St Alban, Holborn
St Alban, Holborn was originally designed by William Butterfield, 1856-62. It was catastrophically damaged in 1941 and rebuilt except for west tower by Giles Gilbert Scott in 1959-61.
Butterfield's original church was burnt out in the Blitz. Although it was in a good enough state to have a memorial Mass enacted in the church's notoriously High Church manner in its shell, it was not considered sustainable to support a new roof after the serious fire damage to its structure. All but the west tower - almost like a jolly High Victorian Gothic version of a European early medieval westwerk - and the east wall was to be demolished and replaced by Giles Gilbert Scott.
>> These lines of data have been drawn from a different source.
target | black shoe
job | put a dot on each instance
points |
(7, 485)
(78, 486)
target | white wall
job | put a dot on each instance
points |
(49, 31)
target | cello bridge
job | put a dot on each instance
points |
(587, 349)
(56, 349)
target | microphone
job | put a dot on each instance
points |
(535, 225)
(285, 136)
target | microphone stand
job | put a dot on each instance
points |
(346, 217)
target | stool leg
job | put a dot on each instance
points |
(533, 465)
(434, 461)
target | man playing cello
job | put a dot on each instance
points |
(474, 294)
Butterfield's interior had been fairly straightforward, a traditional Gothic arcade set with a continuous lancet clerestory above, enlivened with much of his usual architectural polychromy. Scott however, replaced it with sombre version of his Liverpool Cathedral internal buttressing: the nave one storey of tall arches almost up to the ceiling containing tall windows with a large oculus in the head, an arched passageway through the buttressing to the next bay.
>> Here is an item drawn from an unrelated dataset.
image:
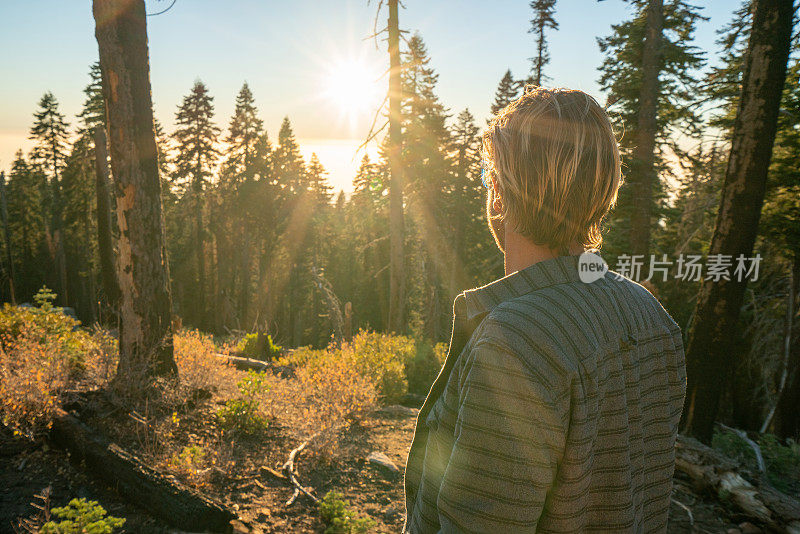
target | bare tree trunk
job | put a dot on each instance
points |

The chancel however, is very similar to Butterfield's original two-storey design: continuous lancets in the clerestory, an arch below, followed by the unaisled sanctuary. All the arches are plain and traditionally moulded throughout, except for the chancel arch on the site of Butterfield’s, which is oddly totally in the medieval tradition. Although the east wall is plainly mostly original externally, internally it has been used as a canvas for German Jewish émigré artist Hans Feibusch.